LanguageMachines / PICCL

A set of workflows for corpus building through OCR, post-correction and normalisation
Other
48 stars 6 forks source link

Different versions of linguistic workflow tools #31

Closed peterdekker closed 6 years ago

peterdekker commented 6 years ago

On my installed LaMachine system, there are multiple versions of the installed tools available:

/vol1/lamachine/opt/nextflow/assets/LanguageMachines/PICCL/frog.nf
/vol1/lamachine/src/PICCL/frog.nf

(and /vol1/lamachine/bin/frog.nf which points to /vol1/lamachine/src/PICCL/frog.nf)

On the commandline, I use the opt path, whereas the CLAM webinterface uses the src path. On my current system, the tools are the same, but I remember from a previous installation that they differed.

Would it be possible to merge the tools to one location, to prevent confusion due to different versions in the future?

proycon commented 6 years ago

opt/PICCL should just be a symlink to src/PICCL.

The nextflow thing is a bit more complex; it is possible to let Nextflow (rather than LaMachine) handle the pulling of the PICCL git repository, which is what happens when you do for instance nextflow run LanguageMachines/PICCL/frog.nf.
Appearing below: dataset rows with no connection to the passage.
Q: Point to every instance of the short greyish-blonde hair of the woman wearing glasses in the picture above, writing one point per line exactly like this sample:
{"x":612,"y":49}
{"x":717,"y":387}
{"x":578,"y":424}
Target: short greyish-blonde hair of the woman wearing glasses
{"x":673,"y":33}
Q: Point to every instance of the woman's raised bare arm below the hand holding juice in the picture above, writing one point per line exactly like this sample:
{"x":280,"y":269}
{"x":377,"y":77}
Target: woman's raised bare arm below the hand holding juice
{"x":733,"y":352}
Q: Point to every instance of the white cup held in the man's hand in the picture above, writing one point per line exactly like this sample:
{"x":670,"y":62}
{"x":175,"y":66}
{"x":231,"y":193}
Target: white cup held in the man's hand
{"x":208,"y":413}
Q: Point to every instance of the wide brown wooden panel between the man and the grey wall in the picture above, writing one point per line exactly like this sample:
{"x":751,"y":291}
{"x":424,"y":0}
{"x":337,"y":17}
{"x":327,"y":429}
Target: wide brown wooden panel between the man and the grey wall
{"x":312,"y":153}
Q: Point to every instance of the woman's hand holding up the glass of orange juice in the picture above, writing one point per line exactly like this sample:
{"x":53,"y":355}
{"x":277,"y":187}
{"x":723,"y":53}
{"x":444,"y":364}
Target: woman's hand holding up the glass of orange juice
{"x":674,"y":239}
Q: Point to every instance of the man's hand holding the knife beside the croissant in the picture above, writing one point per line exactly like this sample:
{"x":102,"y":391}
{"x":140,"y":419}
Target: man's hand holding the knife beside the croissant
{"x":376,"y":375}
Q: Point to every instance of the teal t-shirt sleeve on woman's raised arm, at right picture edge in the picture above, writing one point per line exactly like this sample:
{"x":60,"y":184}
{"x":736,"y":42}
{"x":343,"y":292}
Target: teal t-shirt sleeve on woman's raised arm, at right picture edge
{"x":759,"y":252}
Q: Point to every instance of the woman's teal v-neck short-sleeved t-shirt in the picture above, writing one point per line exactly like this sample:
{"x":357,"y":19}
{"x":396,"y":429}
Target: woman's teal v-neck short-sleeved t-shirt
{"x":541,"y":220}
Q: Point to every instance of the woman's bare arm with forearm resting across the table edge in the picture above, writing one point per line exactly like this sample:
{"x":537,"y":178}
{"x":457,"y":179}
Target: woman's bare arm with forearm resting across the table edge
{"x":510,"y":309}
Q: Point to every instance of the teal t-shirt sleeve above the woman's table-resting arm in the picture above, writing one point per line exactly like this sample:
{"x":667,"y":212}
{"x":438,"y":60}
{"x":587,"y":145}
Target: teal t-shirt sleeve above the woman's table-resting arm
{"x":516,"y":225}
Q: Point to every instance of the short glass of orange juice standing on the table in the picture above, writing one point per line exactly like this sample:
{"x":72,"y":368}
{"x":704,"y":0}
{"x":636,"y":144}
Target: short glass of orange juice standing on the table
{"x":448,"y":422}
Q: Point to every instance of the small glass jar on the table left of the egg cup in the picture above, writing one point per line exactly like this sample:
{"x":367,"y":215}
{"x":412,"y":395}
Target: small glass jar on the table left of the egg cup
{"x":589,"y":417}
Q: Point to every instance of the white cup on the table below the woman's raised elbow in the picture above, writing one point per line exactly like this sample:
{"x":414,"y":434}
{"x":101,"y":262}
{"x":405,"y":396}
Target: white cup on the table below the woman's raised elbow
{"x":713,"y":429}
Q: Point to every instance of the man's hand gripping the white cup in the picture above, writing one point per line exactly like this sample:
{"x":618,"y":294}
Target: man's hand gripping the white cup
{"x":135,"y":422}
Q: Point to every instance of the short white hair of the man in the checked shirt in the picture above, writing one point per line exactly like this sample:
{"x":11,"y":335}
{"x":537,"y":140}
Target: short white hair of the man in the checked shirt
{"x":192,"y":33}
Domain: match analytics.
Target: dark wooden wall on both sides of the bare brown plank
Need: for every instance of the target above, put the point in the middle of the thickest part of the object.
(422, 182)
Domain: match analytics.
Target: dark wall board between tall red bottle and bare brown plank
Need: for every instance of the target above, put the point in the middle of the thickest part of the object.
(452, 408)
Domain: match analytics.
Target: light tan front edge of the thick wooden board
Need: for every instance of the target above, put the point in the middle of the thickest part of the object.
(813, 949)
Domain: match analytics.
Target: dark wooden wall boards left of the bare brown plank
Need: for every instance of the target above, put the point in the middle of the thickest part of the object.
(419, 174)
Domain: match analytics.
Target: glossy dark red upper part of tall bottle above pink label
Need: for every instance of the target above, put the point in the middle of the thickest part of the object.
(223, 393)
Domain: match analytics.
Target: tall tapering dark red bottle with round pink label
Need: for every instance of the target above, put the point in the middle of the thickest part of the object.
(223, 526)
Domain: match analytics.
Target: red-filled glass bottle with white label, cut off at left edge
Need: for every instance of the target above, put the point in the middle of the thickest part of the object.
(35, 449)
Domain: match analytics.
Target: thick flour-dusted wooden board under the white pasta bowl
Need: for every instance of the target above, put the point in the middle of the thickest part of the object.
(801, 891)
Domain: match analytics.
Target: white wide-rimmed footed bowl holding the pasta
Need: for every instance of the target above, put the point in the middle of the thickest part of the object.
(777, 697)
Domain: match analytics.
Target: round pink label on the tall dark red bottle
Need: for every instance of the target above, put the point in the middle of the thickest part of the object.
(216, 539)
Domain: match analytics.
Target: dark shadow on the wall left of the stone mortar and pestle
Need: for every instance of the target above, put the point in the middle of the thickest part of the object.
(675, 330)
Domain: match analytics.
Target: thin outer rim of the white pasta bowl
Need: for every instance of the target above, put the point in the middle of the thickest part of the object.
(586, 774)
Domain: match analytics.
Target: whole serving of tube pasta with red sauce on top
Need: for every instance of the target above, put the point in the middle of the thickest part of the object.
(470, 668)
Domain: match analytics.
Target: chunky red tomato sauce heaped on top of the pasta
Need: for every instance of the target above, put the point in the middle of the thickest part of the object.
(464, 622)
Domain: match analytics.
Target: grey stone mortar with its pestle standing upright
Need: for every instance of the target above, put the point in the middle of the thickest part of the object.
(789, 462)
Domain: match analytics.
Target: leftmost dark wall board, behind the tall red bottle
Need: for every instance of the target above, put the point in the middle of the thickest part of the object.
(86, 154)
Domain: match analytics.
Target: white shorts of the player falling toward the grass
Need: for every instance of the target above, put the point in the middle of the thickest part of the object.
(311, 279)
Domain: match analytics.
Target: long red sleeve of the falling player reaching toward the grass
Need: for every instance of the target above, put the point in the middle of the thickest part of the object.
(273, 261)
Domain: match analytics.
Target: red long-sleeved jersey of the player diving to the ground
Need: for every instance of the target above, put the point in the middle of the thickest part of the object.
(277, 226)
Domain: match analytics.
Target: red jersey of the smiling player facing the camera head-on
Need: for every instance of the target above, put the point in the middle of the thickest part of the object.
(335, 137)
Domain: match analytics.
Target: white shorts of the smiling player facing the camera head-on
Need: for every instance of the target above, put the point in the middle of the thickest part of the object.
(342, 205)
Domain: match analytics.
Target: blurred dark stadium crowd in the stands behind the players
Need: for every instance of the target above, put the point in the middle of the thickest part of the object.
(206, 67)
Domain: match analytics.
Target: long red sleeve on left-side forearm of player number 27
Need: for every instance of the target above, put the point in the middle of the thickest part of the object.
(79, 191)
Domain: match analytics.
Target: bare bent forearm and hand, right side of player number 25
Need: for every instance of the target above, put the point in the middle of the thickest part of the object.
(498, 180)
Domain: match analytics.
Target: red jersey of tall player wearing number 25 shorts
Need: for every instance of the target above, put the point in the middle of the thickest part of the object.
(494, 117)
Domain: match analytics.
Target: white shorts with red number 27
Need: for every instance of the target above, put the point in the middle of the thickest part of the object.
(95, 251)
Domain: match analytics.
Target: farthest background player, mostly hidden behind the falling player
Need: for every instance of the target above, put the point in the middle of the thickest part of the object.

You can even have nextflow take care of pulling all of LaMachine from Docker.

But within LaMachine, just invoke the workflow directly (e.g frog.nf, it should be in your $PATH) rather than through nextflow run. The CLAM webservice also uses the direct invocation. I can see this may be the cause of some confusion indeed, the PICCL README has been made clearer to reflect this a while ago but I may not have advertised it enough.

Hopefully this clears the confusion.

peterdekker commented 6 years ago

Thanks, that is good to know! We always invoked the tools via nextflow, I will test the direct invocation of the tools and add that to our documentation.